What I found was, when I wanted to get my teeth cleaned, I just made an appointment and I never left the building! And on my lunch hour, I would go to the bowling alley and there I would bowl with my colleagues. But it was more than just convenient health benefits and fun.
This was very early in my career, and when it came to the big picture of my life, I didn’t know what I wanted my career path to look like. I didn’t even know what my skills were! Yet, through this amazing employer, I had the opportunity to join a Toastmasters group where I first learned to speak. They also arranged for me to do some career testing which provided guidance on what my strengths and skills were. That was really meaningful for me. This organization wasn't just giving me a paycheck and benefits, they were looking after my well-being.
Since it was my first job, I thought that all companies were like this! It wasn’t until later in my career, when I had worked at many types of organizations, that I really came to appreciate how special my first employer was. The leaders really understood the essence of wellbeing, what wellbeing means from a business perspective, and how it translates to business success. They understood the wellbeing imperative.
Today, more organizations are coming to this realization. They’re seeing the connection between the wellbeing of their employees and the profitability of their business. For example, businesses profit from engaged employees. We know this, yet according to Gallup research, a whopping 70% of the workforce is disengaged. Think about what that means in lost productivity and our ability to be able to compete globally!

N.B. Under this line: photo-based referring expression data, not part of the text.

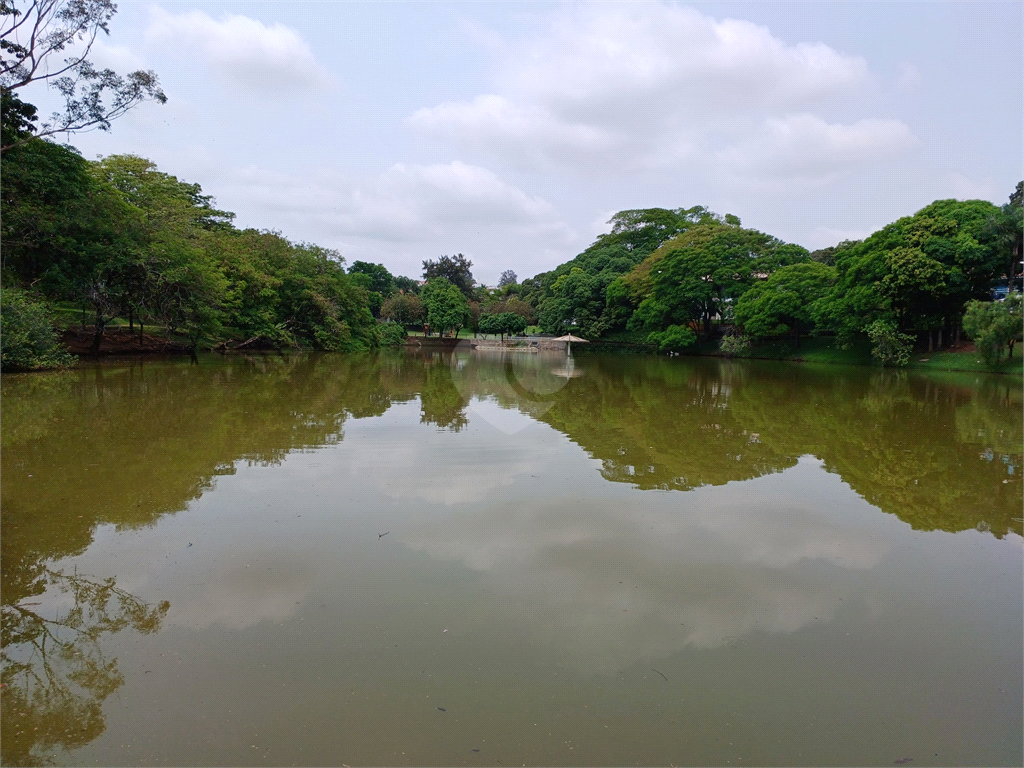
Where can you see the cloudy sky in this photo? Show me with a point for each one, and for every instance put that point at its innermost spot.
(512, 131)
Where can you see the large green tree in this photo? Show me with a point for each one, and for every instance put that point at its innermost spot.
(916, 272)
(456, 269)
(446, 307)
(49, 41)
(696, 275)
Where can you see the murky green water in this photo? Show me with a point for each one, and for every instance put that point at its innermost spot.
(486, 560)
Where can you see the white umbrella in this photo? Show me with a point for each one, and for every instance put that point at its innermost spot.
(568, 339)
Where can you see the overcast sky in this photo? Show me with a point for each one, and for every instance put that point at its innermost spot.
(512, 131)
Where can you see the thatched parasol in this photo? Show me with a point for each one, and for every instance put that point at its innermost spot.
(568, 339)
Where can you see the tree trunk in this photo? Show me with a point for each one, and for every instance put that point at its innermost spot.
(97, 334)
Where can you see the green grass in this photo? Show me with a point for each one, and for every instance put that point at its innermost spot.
(969, 361)
(825, 350)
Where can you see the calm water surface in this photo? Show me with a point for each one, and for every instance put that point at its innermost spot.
(478, 559)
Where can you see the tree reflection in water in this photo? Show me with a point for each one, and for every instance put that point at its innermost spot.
(55, 676)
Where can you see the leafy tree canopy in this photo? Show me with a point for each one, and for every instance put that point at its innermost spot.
(446, 307)
(456, 269)
(49, 41)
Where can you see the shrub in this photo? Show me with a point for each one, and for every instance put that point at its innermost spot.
(888, 344)
(730, 346)
(994, 326)
(673, 338)
(390, 334)
(28, 339)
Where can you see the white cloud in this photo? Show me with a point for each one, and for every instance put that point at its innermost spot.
(243, 50)
(402, 215)
(909, 79)
(806, 147)
(641, 86)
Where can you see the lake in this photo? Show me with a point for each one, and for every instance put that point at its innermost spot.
(487, 558)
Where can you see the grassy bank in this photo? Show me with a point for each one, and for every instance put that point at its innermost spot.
(825, 350)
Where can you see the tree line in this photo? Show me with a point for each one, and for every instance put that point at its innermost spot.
(678, 278)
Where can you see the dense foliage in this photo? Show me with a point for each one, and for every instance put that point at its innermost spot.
(28, 339)
(121, 239)
(669, 278)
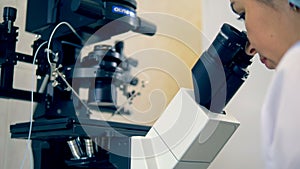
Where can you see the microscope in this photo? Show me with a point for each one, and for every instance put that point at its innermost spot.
(189, 133)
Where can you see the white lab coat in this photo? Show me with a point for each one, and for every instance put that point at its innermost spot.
(281, 114)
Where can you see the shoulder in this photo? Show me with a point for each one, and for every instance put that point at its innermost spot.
(291, 59)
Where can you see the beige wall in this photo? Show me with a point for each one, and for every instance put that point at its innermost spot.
(166, 58)
(164, 61)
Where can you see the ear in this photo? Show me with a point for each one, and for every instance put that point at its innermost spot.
(295, 4)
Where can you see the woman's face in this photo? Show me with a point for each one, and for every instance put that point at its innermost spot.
(267, 29)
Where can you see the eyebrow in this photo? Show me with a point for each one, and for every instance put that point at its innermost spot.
(232, 8)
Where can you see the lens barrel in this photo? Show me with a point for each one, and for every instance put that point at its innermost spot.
(221, 69)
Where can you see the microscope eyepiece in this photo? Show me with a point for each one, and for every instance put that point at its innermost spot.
(221, 70)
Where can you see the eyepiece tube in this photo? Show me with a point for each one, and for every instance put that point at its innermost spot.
(221, 70)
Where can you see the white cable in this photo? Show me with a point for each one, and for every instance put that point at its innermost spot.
(31, 111)
(33, 80)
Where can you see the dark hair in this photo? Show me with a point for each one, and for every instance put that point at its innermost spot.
(270, 3)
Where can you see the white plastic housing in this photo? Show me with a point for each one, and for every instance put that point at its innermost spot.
(186, 135)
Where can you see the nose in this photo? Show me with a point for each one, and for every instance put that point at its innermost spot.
(250, 50)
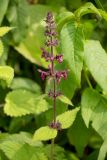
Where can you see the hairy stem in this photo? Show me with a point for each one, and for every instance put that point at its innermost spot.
(87, 79)
(52, 149)
(54, 102)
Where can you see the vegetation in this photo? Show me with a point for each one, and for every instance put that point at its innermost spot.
(78, 130)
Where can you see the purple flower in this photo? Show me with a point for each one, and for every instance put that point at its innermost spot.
(55, 125)
(45, 54)
(51, 42)
(59, 58)
(60, 75)
(43, 74)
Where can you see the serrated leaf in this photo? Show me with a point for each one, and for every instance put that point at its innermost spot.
(1, 48)
(67, 118)
(4, 30)
(44, 134)
(79, 128)
(64, 99)
(86, 9)
(16, 150)
(94, 110)
(21, 102)
(72, 39)
(103, 14)
(96, 60)
(6, 74)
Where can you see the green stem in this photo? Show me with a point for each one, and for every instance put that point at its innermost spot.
(52, 149)
(87, 79)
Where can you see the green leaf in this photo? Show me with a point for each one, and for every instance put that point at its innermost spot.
(79, 128)
(94, 110)
(67, 118)
(44, 134)
(72, 48)
(86, 9)
(6, 74)
(4, 30)
(3, 8)
(21, 102)
(103, 14)
(25, 83)
(64, 99)
(1, 48)
(16, 150)
(96, 60)
(103, 151)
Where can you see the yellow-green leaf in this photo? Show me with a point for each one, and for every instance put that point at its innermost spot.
(44, 134)
(67, 118)
(21, 102)
(6, 74)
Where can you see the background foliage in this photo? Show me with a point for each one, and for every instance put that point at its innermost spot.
(25, 110)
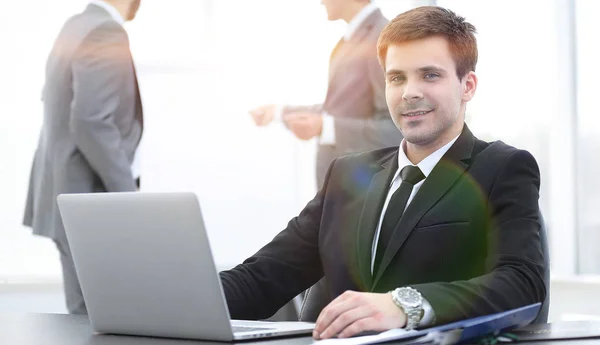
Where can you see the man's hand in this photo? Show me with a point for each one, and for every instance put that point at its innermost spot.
(263, 115)
(304, 125)
(355, 312)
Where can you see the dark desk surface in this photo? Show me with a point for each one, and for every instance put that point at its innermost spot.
(59, 329)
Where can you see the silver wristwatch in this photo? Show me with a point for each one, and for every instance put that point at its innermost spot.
(411, 302)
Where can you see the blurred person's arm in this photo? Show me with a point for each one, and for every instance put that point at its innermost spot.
(98, 82)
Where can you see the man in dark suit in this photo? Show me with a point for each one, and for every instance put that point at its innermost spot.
(92, 124)
(353, 117)
(444, 227)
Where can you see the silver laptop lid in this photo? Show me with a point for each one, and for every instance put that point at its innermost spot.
(158, 239)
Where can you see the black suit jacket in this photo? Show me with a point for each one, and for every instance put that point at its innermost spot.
(468, 241)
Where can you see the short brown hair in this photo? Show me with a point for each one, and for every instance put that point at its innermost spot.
(427, 21)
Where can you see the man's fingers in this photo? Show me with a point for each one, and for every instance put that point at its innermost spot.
(346, 301)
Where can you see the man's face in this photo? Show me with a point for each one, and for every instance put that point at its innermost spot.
(425, 97)
(133, 8)
(335, 8)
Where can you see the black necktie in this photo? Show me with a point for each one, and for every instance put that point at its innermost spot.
(411, 175)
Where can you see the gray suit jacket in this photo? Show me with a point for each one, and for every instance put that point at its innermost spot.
(356, 97)
(92, 118)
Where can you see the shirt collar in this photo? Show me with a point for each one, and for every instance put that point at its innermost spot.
(114, 13)
(427, 164)
(358, 19)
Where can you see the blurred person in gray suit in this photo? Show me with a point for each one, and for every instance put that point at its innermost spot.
(92, 123)
(354, 116)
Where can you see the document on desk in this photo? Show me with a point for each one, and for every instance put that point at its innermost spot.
(449, 333)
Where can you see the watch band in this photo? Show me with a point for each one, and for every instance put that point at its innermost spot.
(411, 303)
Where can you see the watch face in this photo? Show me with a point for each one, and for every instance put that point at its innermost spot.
(410, 298)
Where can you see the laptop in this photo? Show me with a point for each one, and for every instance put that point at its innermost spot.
(145, 267)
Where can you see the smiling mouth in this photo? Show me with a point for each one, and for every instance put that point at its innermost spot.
(417, 113)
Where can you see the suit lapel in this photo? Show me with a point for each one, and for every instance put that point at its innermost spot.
(371, 212)
(446, 172)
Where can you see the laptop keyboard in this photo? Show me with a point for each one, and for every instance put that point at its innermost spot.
(248, 329)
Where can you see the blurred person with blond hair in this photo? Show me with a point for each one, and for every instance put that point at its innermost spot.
(354, 116)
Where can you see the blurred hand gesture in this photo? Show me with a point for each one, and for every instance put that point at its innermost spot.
(263, 115)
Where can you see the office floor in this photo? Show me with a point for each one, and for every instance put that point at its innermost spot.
(28, 302)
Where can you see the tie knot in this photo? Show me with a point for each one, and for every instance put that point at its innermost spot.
(412, 174)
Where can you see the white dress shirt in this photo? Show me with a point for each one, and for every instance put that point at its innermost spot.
(114, 13)
(426, 166)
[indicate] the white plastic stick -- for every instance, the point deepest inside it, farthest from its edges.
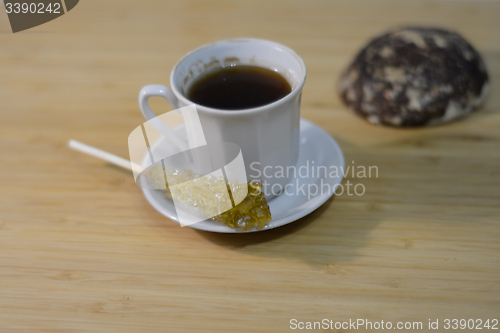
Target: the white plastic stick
(104, 155)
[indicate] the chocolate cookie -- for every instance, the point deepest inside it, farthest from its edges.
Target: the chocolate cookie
(415, 76)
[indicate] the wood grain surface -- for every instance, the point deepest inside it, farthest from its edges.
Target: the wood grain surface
(82, 251)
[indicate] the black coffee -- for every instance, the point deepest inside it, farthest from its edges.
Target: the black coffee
(238, 87)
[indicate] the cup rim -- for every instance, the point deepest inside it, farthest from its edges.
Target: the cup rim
(262, 108)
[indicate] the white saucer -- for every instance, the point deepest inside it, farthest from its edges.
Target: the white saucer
(316, 146)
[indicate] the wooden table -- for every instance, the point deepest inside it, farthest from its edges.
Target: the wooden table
(82, 251)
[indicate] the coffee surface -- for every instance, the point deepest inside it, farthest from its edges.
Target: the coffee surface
(238, 87)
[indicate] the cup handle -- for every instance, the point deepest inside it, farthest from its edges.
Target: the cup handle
(165, 92)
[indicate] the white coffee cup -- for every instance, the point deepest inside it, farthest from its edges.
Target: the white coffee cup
(267, 135)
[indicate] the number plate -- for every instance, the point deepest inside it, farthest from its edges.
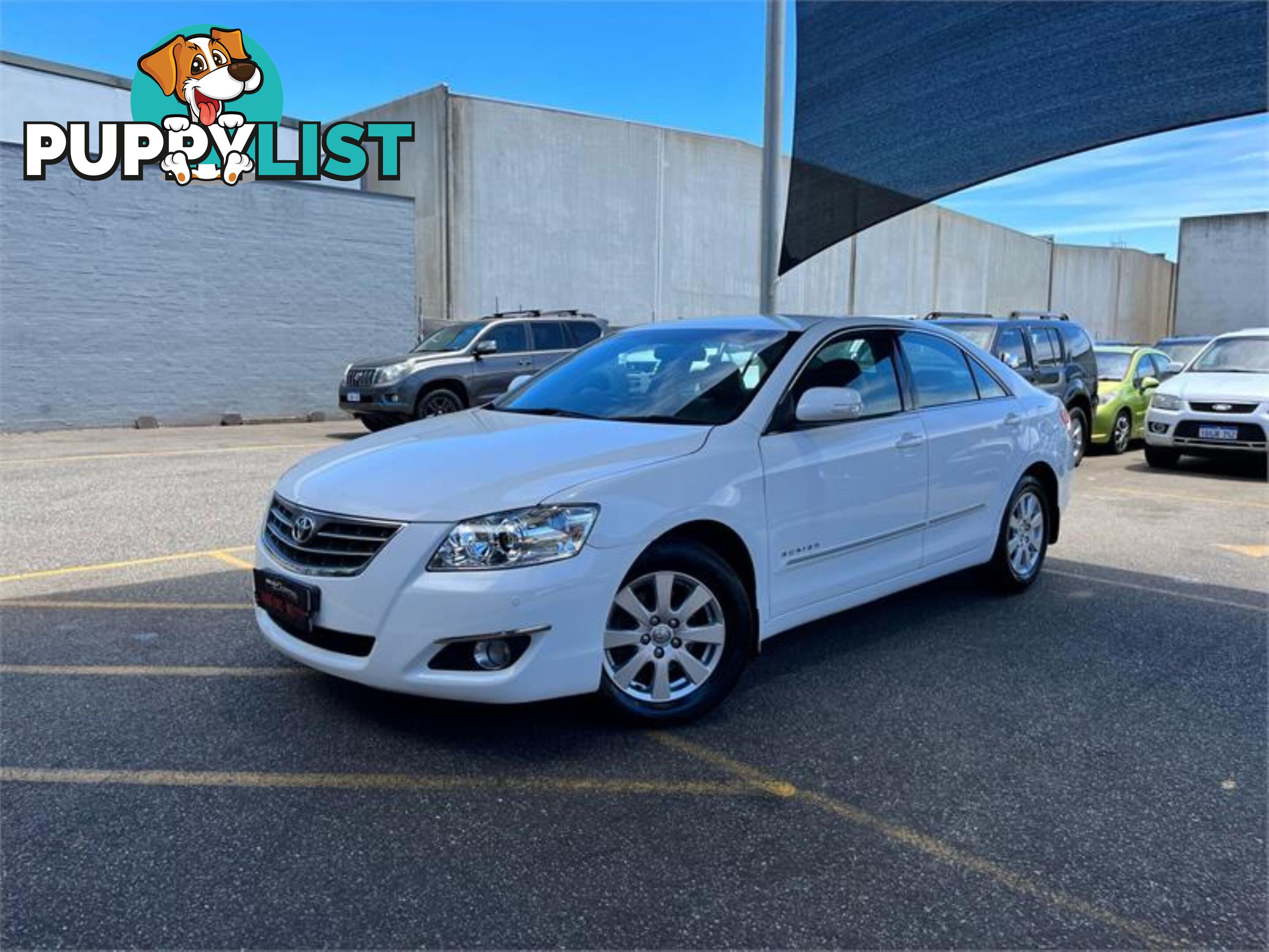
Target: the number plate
(1217, 432)
(286, 601)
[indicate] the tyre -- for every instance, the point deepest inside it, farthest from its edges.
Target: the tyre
(1023, 540)
(438, 402)
(678, 635)
(1121, 433)
(1079, 435)
(1161, 457)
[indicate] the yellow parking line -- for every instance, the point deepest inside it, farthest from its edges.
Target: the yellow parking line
(262, 449)
(377, 781)
(142, 671)
(125, 564)
(1170, 593)
(233, 560)
(923, 843)
(129, 606)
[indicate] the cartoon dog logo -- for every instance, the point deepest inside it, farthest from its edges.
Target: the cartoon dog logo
(205, 73)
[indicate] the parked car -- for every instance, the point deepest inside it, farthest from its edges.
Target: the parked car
(1049, 351)
(462, 365)
(1126, 376)
(1180, 351)
(639, 518)
(1217, 405)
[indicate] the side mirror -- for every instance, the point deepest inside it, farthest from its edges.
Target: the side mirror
(829, 405)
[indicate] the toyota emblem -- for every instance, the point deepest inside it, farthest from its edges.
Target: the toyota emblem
(302, 530)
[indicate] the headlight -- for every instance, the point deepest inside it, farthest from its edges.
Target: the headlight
(543, 534)
(391, 374)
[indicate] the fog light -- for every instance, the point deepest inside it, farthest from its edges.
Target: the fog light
(491, 655)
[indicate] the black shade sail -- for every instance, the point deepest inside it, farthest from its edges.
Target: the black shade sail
(901, 103)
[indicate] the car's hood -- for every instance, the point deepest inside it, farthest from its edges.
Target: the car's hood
(475, 462)
(1202, 385)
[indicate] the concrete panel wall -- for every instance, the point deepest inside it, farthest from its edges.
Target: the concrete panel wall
(1222, 279)
(123, 299)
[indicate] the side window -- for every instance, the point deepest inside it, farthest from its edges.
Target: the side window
(510, 338)
(1011, 348)
(583, 332)
(941, 374)
(989, 386)
(549, 335)
(1042, 347)
(863, 361)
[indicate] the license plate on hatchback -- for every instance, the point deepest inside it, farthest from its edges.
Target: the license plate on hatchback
(1217, 432)
(288, 602)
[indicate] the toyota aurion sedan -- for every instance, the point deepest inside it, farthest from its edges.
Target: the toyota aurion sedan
(637, 520)
(1219, 405)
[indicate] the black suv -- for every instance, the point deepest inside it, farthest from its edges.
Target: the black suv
(462, 365)
(1049, 350)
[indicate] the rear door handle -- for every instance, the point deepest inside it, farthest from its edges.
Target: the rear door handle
(910, 441)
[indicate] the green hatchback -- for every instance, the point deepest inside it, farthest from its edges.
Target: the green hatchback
(1126, 376)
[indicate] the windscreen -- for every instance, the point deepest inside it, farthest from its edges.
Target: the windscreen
(672, 375)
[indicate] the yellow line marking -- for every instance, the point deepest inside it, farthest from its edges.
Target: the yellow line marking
(233, 560)
(1155, 591)
(920, 842)
(129, 606)
(375, 781)
(1250, 551)
(144, 671)
(125, 564)
(264, 447)
(1178, 495)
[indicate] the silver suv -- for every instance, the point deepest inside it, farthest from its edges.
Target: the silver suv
(462, 365)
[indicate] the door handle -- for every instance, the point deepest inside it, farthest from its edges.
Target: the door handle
(910, 441)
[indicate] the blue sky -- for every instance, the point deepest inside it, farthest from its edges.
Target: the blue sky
(689, 65)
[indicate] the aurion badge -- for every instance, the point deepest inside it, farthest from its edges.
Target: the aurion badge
(302, 530)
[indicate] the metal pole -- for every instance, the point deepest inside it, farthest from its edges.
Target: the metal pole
(770, 225)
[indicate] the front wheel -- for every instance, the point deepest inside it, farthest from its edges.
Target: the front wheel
(678, 635)
(1023, 541)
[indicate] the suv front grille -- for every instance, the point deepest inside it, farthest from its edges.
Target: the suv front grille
(331, 545)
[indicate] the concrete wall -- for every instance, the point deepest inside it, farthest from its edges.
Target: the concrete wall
(1222, 279)
(123, 299)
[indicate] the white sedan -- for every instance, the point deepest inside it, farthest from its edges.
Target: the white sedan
(640, 518)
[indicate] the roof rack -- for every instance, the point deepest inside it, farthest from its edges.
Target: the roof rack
(1041, 315)
(536, 312)
(955, 315)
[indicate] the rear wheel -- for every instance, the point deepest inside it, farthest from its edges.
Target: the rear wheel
(1161, 457)
(678, 635)
(1023, 541)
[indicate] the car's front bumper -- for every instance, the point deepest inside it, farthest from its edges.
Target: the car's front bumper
(413, 614)
(1180, 429)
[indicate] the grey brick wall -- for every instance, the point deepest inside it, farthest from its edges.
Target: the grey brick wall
(123, 299)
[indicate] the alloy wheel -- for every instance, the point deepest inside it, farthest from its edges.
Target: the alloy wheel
(666, 636)
(1026, 537)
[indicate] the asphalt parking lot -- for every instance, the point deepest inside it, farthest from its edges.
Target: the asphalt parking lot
(1083, 766)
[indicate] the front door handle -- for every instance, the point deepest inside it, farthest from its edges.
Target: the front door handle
(910, 441)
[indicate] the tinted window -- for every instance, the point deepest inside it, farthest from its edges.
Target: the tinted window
(583, 332)
(988, 385)
(1011, 348)
(941, 375)
(865, 362)
(510, 338)
(549, 335)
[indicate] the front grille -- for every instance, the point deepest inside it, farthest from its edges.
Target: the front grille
(1222, 408)
(334, 545)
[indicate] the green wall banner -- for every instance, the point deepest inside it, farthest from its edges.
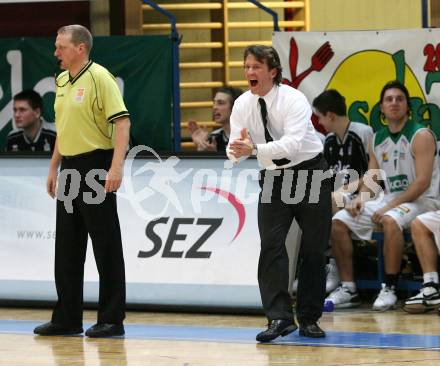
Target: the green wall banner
(141, 65)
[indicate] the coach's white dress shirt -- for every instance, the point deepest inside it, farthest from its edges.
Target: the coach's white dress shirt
(289, 124)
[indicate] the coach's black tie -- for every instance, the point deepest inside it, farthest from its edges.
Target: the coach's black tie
(267, 135)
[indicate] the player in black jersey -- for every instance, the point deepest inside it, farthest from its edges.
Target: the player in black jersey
(345, 149)
(346, 144)
(33, 133)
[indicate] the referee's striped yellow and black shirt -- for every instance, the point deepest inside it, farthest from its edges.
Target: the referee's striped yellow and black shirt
(85, 107)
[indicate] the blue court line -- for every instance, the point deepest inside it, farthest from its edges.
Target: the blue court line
(247, 335)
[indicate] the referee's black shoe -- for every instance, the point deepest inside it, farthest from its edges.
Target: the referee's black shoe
(276, 328)
(104, 330)
(53, 329)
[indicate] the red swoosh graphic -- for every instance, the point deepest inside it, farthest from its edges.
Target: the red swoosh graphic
(235, 202)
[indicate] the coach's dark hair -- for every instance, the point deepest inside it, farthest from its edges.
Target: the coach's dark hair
(233, 93)
(32, 97)
(330, 101)
(396, 84)
(268, 54)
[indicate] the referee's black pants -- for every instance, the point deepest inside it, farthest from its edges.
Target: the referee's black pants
(274, 221)
(101, 222)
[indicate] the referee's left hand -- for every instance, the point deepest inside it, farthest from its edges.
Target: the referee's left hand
(113, 179)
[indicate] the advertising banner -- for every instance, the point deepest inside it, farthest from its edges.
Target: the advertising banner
(189, 229)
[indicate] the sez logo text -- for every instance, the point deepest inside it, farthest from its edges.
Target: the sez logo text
(177, 233)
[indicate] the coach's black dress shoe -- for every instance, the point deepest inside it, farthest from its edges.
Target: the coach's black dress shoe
(276, 328)
(56, 329)
(311, 330)
(104, 330)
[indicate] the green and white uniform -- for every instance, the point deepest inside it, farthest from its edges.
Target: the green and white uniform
(395, 156)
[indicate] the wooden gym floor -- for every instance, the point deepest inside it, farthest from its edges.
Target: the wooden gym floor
(355, 337)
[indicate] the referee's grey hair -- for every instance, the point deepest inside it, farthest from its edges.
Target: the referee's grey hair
(79, 34)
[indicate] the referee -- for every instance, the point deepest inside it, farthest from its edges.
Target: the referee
(93, 132)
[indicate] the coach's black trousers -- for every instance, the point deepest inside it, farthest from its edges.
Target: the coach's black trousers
(101, 222)
(313, 214)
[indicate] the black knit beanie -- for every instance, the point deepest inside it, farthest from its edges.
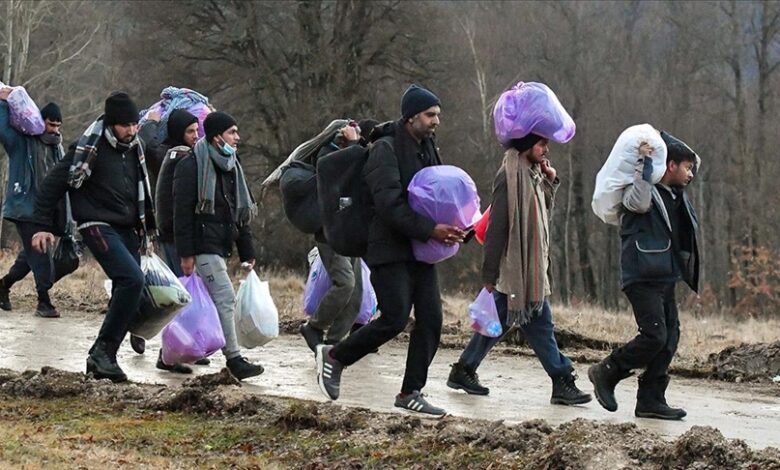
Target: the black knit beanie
(216, 123)
(51, 112)
(120, 109)
(178, 122)
(417, 99)
(521, 145)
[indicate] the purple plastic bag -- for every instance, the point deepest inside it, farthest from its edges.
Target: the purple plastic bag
(196, 332)
(178, 98)
(319, 282)
(484, 315)
(23, 113)
(531, 108)
(447, 195)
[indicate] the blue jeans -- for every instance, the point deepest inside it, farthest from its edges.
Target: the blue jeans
(171, 257)
(538, 332)
(117, 252)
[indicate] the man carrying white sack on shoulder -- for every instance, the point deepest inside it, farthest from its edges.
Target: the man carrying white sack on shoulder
(516, 262)
(658, 232)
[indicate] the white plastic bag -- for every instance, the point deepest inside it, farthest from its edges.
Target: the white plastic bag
(618, 170)
(257, 320)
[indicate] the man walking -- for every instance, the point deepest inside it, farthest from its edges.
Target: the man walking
(658, 230)
(29, 160)
(182, 134)
(212, 211)
(403, 148)
(106, 178)
(340, 305)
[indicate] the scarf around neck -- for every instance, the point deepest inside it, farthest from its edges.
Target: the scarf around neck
(522, 268)
(207, 157)
(86, 154)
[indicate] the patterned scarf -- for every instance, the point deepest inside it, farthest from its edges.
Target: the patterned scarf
(523, 277)
(207, 157)
(86, 153)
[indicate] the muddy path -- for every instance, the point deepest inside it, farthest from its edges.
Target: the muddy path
(519, 388)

What is your company doing to engage its employees?
Businesses profit from happy employees. When employees are happy they are more likely to stay with the organization. Turnover is very costly, it can cost as much as 150% of a given salary, and even higher at higher levels of the organization. Does your organization have a high turnover rate?
Businesses profit from healthy employees. Health care represents 18% of our gross domestic product. It is a big deal in this country. The model that we use in the United States for health care is an employer funded model. Employers need to be concerned about the health and well-being of their workforce. They’ve got to control those costs. How easy does your workplace make it for employees and their families to stay healthy?
Engagement, employee satisfaction, and employee health are business imperatives. So, what can you do to bring well-being to the forefront and make that connection between wellbeing and profitability? Start with culture. Adopt the belief, behaviors, and policies that show you care about your workforce and know they are important to your ability to be productive and meet your business goals.
My first job was so special for me. My employer made the connection between the engagement of the workforce, the profitability of the workforce, and the success of the business. They believed in and benefitted from the business imperative of well-being, and your organization can, too.